La metodologia di aggregazione statistica dei dati di QUARS e BIL è identica, e nemmeno le
classifiche differiscono molto: le regioni (per il BIL le province, ma poco cambia) centrali vengono
premiate a scapito delle più ricche regioni del nord, mentre le regioni del sud occupano gli ultimi
posti di entrambe le classifiche. Tralasciando il fatto che questo risultato delude i molti che si
aspettano che invertendo la logica del PIL vengano premiati il sole, l’ottima cucina, la bassa
industrializzazione e le relazioni sociali del sud, uno si può domandare: che cosa c’è di diverso
tra questi due lavori? Ed è qui che arriviamo al punto. Il BIL sembra piuttosto un esercizio di stile
che rimane sulla superficie considerata la complessità del fenomeno che vuole misurare. É un
disegno appena abbozzato che non permette di
zoomare all’interno di ciascuna dimensione di per sé altrettanto complessa e interessante. La
dimensione sicurezza per esempio: mentre nel rapporto Stiglitz si parla di sicurezza in termini di
vulnerabilità, ovvero di esposizione a rischi o a shock improvvisi che possono essere la perdita
del lavoro, della salute piuttosto che rischi di natura fisica come terremoti e alluvioni, per i
ricercatori del
Sole24Ore la sicurezza ha un solo volto: quello della criminalità. Così la dimensione salute si
riduce al tasso di mortalità infantile (tra l’altro quello italiano è uno dei più bassi al mondo), le
relazioni sociali alla spesa per andare al cinema o a teatro e la dimensione ambiente è
identificata con le emissioni di CO2. Le pari opportunità non vengono neppure prese in
considerazione. Lungi dal voler affermare il lavoro della Campagna Sbilanciamoci! come
ultimativo ed esaustivo, il set di 42 indicatori che descrivono 7 dimensioni messi in campo nella
costruzione del QUARS forse permette di andare ad analizzare un po’ più a fondo i fenomeni
per cercare delle soluzioni di policy più coerenti: non c’è dubbio che ridurre le emissioni di CO2
sia una priorità ma siamo sicuri che basti a migliorare l’ambiente? o forse bisogna parlare anche
di inquinamento acustico, delle acque o di sfruttamento insostenibile delle risorse? Ovviamente la
mortalità infantile è un dato da monitorare, ma forse all’amministratore di un paese avanzato
interessa capire quali possano essere altre cause di mortalità evitabile, come tumori o violenze, o
l’accessibilità dei servizi sanitari. E si potrebbe estendere il ragionamento a tutte le dimensioni
tirate in causa, tanto che viene da chiedersi perché il Sole abbia abbandonato il vecchio lavoro
sulla qualità della vita basato su un set di informazioni molto più ricco.

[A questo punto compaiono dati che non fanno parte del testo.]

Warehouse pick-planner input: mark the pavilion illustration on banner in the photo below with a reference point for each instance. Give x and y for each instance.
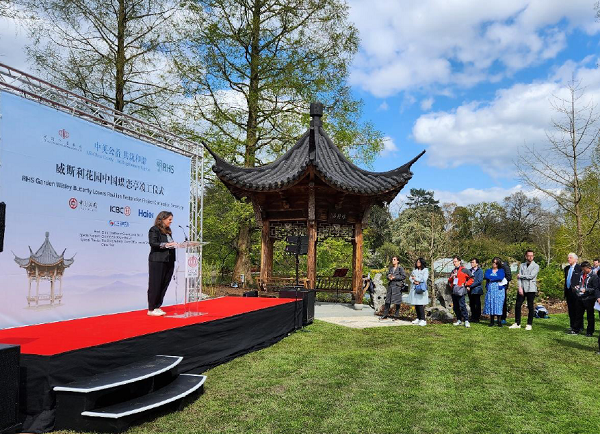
(45, 264)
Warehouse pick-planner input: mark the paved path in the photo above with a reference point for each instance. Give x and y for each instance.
(346, 315)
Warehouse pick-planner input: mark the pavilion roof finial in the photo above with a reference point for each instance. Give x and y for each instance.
(316, 109)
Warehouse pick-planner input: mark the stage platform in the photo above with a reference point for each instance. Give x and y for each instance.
(59, 353)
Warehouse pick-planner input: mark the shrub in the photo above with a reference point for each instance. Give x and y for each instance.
(551, 281)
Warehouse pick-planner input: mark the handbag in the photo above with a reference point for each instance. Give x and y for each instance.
(459, 290)
(420, 288)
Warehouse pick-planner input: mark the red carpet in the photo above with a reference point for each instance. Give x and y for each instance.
(55, 338)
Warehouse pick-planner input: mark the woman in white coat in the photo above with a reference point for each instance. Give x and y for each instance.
(419, 278)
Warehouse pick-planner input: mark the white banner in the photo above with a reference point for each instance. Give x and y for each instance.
(79, 202)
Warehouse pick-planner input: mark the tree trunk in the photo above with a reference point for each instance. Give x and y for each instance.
(242, 260)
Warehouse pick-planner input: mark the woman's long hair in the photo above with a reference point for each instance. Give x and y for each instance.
(159, 222)
(423, 263)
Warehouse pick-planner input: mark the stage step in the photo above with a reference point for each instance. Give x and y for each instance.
(112, 401)
(127, 374)
(182, 386)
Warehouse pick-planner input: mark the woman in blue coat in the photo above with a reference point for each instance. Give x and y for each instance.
(494, 296)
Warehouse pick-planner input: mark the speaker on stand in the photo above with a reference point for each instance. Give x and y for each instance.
(9, 392)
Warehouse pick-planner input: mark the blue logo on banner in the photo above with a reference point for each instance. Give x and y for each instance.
(117, 223)
(164, 167)
(144, 213)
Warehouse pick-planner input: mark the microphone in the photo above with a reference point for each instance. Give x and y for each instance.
(184, 234)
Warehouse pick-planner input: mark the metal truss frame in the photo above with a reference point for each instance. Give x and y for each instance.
(32, 88)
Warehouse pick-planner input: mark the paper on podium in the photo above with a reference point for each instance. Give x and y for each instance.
(187, 244)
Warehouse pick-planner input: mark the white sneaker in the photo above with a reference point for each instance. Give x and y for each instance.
(155, 313)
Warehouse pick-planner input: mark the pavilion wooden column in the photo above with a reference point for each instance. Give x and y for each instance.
(266, 253)
(311, 258)
(357, 256)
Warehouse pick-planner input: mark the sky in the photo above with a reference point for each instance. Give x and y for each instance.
(470, 82)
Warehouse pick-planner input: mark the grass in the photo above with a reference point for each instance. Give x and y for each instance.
(435, 379)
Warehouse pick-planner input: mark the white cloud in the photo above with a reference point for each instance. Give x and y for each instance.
(13, 39)
(471, 196)
(490, 134)
(389, 147)
(427, 103)
(408, 45)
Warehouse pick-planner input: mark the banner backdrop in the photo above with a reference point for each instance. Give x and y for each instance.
(80, 199)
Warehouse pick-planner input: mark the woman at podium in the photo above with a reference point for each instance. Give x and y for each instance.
(161, 261)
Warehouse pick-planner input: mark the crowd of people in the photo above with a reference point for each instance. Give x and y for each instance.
(581, 291)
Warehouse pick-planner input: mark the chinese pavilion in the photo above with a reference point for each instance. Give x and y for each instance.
(314, 190)
(45, 264)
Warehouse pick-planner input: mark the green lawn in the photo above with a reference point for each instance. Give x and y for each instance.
(434, 379)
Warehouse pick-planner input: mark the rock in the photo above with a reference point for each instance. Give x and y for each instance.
(380, 292)
(439, 313)
(443, 293)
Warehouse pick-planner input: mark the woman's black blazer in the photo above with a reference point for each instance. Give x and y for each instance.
(158, 254)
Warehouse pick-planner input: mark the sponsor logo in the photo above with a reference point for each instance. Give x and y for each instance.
(120, 210)
(161, 166)
(83, 205)
(193, 261)
(118, 224)
(145, 213)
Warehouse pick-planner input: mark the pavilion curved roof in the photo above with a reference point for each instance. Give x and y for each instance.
(328, 162)
(45, 255)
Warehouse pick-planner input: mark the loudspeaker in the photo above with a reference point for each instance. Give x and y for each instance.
(9, 392)
(2, 224)
(308, 297)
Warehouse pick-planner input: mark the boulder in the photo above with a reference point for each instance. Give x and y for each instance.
(443, 293)
(439, 313)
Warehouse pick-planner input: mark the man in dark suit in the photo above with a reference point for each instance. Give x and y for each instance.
(586, 296)
(572, 276)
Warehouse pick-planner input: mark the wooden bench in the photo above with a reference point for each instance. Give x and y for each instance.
(273, 283)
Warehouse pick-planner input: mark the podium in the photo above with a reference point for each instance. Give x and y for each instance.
(192, 278)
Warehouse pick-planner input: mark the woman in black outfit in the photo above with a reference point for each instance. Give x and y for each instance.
(161, 261)
(396, 277)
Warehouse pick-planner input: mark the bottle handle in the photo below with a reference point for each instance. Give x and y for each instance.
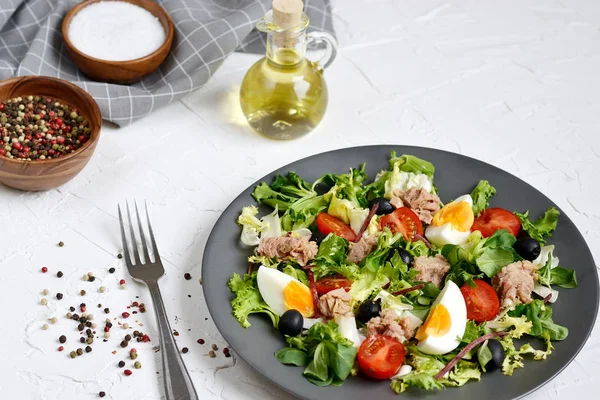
(330, 47)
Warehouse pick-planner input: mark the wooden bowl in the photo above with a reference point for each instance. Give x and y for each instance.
(48, 174)
(120, 71)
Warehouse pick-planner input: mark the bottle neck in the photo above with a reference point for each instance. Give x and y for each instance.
(286, 48)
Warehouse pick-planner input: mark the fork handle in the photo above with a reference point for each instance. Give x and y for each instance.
(177, 381)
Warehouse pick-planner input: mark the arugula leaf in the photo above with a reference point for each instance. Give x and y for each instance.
(408, 163)
(296, 273)
(540, 315)
(328, 356)
(543, 227)
(481, 195)
(290, 356)
(247, 300)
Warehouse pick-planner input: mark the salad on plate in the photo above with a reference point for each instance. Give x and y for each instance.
(385, 280)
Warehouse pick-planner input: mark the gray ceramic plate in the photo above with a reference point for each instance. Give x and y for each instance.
(455, 175)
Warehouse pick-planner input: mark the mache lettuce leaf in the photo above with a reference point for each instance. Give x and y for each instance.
(247, 300)
(542, 228)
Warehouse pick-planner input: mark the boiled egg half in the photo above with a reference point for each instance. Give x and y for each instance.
(445, 325)
(452, 224)
(282, 292)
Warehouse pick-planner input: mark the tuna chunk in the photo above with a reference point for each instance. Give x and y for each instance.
(362, 248)
(423, 203)
(336, 304)
(389, 324)
(431, 269)
(300, 250)
(515, 282)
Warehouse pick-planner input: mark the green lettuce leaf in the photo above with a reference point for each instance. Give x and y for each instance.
(329, 357)
(481, 195)
(540, 315)
(543, 227)
(247, 300)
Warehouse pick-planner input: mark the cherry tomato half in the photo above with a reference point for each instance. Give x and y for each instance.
(482, 301)
(494, 219)
(403, 220)
(380, 357)
(327, 224)
(327, 284)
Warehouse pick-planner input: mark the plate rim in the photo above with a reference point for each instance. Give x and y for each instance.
(390, 147)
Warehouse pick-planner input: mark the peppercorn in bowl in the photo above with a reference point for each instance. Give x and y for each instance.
(49, 129)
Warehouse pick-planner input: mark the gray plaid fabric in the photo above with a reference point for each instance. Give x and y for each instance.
(207, 31)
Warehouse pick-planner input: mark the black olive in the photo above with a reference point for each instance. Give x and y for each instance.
(367, 310)
(385, 207)
(317, 237)
(527, 248)
(406, 257)
(497, 355)
(291, 322)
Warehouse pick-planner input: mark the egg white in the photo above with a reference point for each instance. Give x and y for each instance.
(271, 284)
(451, 298)
(446, 234)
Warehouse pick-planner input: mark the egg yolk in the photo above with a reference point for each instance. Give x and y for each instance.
(296, 296)
(437, 323)
(459, 215)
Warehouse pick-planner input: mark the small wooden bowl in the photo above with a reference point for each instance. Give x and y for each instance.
(120, 71)
(48, 174)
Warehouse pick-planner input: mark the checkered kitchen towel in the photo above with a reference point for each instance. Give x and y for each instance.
(207, 31)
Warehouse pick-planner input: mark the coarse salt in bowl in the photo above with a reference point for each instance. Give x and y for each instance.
(116, 31)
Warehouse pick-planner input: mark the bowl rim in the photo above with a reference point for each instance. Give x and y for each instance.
(80, 6)
(93, 138)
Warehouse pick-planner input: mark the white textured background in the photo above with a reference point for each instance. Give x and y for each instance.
(514, 83)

Sentire il Sole24Ore o Sarkozy che parlano della necessità di superare il PIL è un po’ come
sentire Fini parlar bene della finanza etica, la Merkel della Tobin tax o ancora Tremonti di tassare
gli extraprofitti delle imprese energetiche. Certamente sarebbe sbagliato non cogliere con
soddisfazione il successo politico che stanno ricevando quelle che per anni sono stati i cavalli di
battaglia di molti movimenti. Ma non sarà forse che i liberisti conservatori ci stanno solo
dimostrando come è facile predicare bene per poter continuare a razzolare male ed indisturbati?